Banyu menerima suapan dari wanita di depannya, ia mengangguk lemah. Sampai menelan bubur itu seperempat mangkuk, ia langsung menggeleng kembali kala Hilya mau menyuapinya. "Saya mual. Kayaknya habis minum obat juga udah reda. Yang penting ada tenaga dulu."
"Oh iya. Paracetamol?"
"Itu di laci. Dari tadi malam udah meriang, cuma dipaksa mandi malah paginya jadi demam."
"Kenapa gak bilang?"
Banyu tersenyum simpul, tampaknya tenaga pria itu sudah berangsur pulih. "Nanti kamu khawatir."
"Ya khawatir dong.

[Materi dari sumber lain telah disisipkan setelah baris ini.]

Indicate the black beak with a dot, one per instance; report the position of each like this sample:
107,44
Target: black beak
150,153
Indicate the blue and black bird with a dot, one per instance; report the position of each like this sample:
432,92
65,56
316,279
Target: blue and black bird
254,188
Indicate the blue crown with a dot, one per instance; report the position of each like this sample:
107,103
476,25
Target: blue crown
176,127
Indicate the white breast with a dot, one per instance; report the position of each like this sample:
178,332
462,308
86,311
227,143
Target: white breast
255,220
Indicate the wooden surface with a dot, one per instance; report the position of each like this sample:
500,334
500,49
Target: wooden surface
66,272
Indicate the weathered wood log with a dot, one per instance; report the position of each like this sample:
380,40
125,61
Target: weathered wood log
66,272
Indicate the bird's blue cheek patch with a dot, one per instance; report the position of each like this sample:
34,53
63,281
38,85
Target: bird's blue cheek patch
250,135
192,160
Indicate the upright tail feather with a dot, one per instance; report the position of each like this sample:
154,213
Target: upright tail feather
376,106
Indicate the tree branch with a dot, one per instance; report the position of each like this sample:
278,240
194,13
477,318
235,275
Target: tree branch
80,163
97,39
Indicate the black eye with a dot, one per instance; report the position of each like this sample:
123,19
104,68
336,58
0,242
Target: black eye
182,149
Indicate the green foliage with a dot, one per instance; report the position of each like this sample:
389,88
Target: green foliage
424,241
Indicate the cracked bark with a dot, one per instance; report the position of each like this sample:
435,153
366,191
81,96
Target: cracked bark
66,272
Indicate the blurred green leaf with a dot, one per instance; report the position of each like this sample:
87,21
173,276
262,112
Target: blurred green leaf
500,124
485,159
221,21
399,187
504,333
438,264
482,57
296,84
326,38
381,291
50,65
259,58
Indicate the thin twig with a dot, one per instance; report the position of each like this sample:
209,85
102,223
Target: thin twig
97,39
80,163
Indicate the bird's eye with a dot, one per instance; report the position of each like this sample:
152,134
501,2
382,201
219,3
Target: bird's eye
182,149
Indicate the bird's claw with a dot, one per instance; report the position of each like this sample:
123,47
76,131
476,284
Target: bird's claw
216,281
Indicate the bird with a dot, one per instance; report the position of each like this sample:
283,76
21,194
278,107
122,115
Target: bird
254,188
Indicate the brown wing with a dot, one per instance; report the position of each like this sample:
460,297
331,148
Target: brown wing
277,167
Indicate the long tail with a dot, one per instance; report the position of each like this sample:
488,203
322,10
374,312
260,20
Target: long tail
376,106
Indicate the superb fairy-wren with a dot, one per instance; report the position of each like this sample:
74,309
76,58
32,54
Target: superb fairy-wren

Soalnya gaji bulan ini kan belum keluar. Nanti kalau ada apa-apa sama Bapak, saya malah gak enak mau minta gajinya." Hilya tersenyum tipis saat melihat wajah Banyu yang merengut masam.
KAMU SEDANG MEMBACA
TERJERAT PESONA DUDA 18+
RomanceSejak mendapat kabar bahwa keadaan sang ibu tak kunjung membaik, Ahilya Janita harus menelan asa yang sedang ia rajut. Kembali ke desanya yang jauh dari perkotaan dan membuatnya harus melepaskan mimpi menjadi budak korporat di gedung tinggi menjulan...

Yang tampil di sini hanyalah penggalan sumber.